Now, actually in your example, you assign a model definition, and a collection instance (presumably a singleton) to the global scope. For the model definition, I would say it's the right and only way to do it (perhaps add some namespacing, such as window.app.model.Task = Task
). In the second case, a purist's view might be that it's not so nice. I would prefer to do something like window.app.collection.Tasks = Tasks
, and then define a static method Tasks.getinstance()
, which returns the singleton. Alternatively, less nice (but less coding) would be to put your singletons in the global scope as well window.app.singletons.Tasks = Tasks()
.
Finally, make sure (as I'm sure you have) that all this is properly scoped.

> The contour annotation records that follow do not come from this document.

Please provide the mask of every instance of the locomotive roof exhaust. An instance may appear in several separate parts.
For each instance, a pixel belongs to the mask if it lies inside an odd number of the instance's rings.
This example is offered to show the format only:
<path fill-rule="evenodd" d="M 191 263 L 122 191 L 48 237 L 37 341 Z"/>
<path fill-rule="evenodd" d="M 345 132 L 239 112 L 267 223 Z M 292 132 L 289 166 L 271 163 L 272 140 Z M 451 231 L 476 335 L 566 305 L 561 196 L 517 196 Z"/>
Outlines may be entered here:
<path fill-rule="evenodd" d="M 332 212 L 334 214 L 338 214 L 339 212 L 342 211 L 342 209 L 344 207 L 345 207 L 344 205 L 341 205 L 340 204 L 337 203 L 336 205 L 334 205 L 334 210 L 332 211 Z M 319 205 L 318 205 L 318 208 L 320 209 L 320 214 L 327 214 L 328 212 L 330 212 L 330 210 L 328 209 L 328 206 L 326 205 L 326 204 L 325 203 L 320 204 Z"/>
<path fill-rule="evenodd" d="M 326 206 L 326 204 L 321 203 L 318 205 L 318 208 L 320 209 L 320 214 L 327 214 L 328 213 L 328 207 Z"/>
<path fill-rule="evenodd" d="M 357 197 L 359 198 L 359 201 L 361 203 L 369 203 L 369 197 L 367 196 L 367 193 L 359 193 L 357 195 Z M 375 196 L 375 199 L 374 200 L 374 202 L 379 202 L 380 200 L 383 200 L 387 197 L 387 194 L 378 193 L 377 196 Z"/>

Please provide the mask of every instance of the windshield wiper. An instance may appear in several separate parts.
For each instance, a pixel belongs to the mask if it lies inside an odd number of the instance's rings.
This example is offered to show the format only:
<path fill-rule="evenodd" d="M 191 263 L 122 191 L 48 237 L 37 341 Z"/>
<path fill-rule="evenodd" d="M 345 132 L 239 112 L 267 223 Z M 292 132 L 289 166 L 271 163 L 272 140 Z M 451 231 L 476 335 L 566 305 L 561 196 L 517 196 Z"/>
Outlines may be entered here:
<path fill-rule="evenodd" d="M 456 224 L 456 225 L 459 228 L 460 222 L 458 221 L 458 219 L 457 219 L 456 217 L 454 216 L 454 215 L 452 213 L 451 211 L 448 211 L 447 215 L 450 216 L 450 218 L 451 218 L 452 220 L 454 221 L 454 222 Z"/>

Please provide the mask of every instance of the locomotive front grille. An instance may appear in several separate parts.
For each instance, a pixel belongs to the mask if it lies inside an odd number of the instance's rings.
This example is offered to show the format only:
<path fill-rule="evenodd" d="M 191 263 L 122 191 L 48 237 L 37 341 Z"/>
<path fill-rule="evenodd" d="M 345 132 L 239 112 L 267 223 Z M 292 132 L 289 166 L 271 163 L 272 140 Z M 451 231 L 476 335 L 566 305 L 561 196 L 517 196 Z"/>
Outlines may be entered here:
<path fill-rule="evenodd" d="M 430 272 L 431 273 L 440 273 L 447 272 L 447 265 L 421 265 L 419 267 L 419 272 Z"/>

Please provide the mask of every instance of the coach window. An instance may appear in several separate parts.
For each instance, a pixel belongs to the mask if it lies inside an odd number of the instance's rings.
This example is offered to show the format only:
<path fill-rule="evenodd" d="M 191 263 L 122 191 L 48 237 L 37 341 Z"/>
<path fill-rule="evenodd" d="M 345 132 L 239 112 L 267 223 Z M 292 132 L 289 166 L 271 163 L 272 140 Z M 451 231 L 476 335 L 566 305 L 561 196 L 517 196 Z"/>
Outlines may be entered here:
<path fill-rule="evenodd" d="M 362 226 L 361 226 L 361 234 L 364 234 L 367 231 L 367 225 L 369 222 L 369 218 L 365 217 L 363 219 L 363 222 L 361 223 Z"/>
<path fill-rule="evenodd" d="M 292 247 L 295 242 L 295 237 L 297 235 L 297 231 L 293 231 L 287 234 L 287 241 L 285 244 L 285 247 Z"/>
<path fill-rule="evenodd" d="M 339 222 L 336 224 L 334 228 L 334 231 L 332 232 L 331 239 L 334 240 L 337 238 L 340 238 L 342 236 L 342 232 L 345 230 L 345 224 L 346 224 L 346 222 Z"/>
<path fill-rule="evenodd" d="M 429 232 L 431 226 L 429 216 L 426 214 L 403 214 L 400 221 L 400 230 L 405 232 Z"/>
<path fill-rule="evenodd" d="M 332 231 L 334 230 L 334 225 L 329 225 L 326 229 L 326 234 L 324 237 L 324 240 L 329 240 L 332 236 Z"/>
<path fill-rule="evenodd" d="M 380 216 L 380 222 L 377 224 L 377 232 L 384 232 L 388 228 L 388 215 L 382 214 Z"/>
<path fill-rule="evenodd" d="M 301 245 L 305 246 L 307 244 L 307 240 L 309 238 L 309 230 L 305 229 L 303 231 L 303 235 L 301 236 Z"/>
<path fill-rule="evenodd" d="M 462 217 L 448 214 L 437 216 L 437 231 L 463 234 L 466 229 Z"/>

This code (run in the browser) will also make Task and Tasks global objects. Wrap this whole thing in a function, and use var
(function (app) {
var Task = Backbone.Model.extend({ /*....*/ }),
Tasks = Backbone.Collection.extend({ /*....*/ }, {
getInstance: function () {
if (!this.instance) {
this.instance = new Tasks();
}
return this.instance;
}
});
if (!app.models) {
app.models = {};
}
if (!app.collections) {
app.collections = {};
}
app.models.Task = Task;
app.collections.Tasks = Tasks;
}(window.app));
I personally would not pollute the global namespace which is along the lines of an AMD-solution. Here is a post on sharing resources across AMD modules which is basically what you want to do but with a model and collection.
Also, at the bottom of this issue for Backbone Aura framework there is an implementation of a data module that namespaces collections and models for retrieval. I just came across this problem in my app the other day and this is what I plan on implementing.